The right way to think about a PRM is as a local compass, not a proof.
What it gives you:
- a way to identify more promising candidates
- a local signal for deciding where refinement should go
What it does not guarantee:
- perfect correctness
- immunity to confident-looking but flawed reasoning
Still, an imperfect local signal is much more useful than refining blindly.
Part 2: Resampling
Once candidates have been scored, the next question is simple: where should refinement compute go?
Not every candidate deserves equal effort. Some already look promising under the PRM. Others are weak enough that spending more rounds on them is unlikely to pay off.
PRISM uses resampling to shift more refinement budget toward stronger candidates early. Higher-scoring candidates get more opportunities to be refined, while clearly weak ones are filtered out instead of consuming compute round after round.
This makes the search more efficient, but there is an important constraint: resampling cannot be too aggressive. If a few candidates dominate too quickly, the population loses diversity and the search becomes brittle.
So resampling has to do two things at once:
- focus compute on the most promising candidates
- avoid collapsing the search too early
In plain terms: spend more effort on the candidates that matter, but do not let the search narrow too fast.
Part 3: Accept/Reject Filtering
This is the step where refinement actually happens.
Once PRISM has scored candidates and decided where to spend compute, it proposes an updated version of a candidate and decides whether to keep it.
A naive strategy would be to accept only updates that improve the PRM score. But that makes refinement too greedy. It often gives quick gains early, then gets trapped in a narrow region of the search space.
PRISM instead uses an MH-style accept/reject filtering rule:
- Uphill moves (better score) are accepted
- Downhill moves (worse score) are accepted only rarely
That rare downhill acceptance matters. It keeps refinement from turning into pure hill climbing and gives the search a way to escape local traps.
Most of the time, the search climbs. Occasionally (for example, around 10% of worse proposals under typical settings), it accepts a downhill move to avoid getting stuck too early.
The Loop
PRISM’s refinement loop looks like this:
- score candidates with the PRM
- resample to reallocate effort
- propose a refinement
- accept or reject it with the MH-style rule
- repeat for T rounds, then aggregate
Why These Three Pieces Work Together
Each part solves a different failure mode.
- PRM scoring gives refinement direction
- Resampling decides where compute should be spent
- Accept/reject filtering prevents the search from becoming overly greedy
Remove any one of them and the loop breaks in a different way. Without PRM scoring, refinement wanders. Without resampling, compute is wasted on weak candidates. Without stochastic accept/reject behavior, the search becomes brittle and gets stuck too easily.

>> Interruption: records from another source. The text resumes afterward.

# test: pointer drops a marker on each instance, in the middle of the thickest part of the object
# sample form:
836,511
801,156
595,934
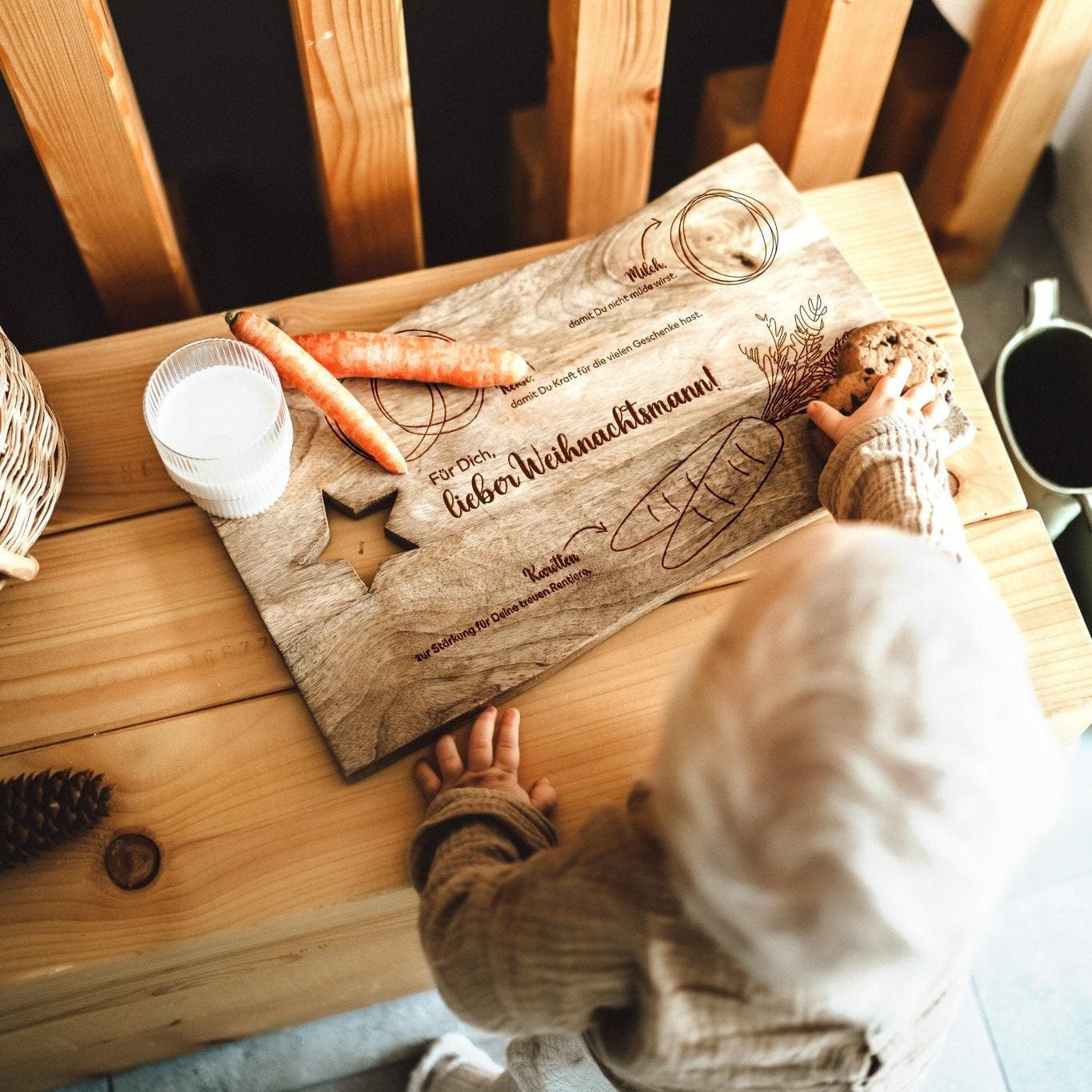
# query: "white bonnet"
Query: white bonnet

Together, these three components make refinement both more stable and more exploratory.
Results
On a gpt-oss-20b setup, PRISM reaches:
- 90.0% on AIME25
- 75.4% / 71.4% on HMMT25 / GPQA Diamond
The main punchline is that a 20B model with PRISM can reach very strong frontier-level reasoning performance under test-time compute.
Paper: https://arxiv.org/abs/2603.02479
Code: https://github.com/Rituraj003/PRISM
Limitations
PRISM still depends on the quality of the PRM. If the verifier is miscalibrated, the system can end up optimizing for reasoning that merely looks correct.
There is also a limit to what local refinement can do. Some failures need a larger conceptual jump, not just a better edit to the current trajectory. In those cases, stronger proposal mechanisms may matter as much as better scoring.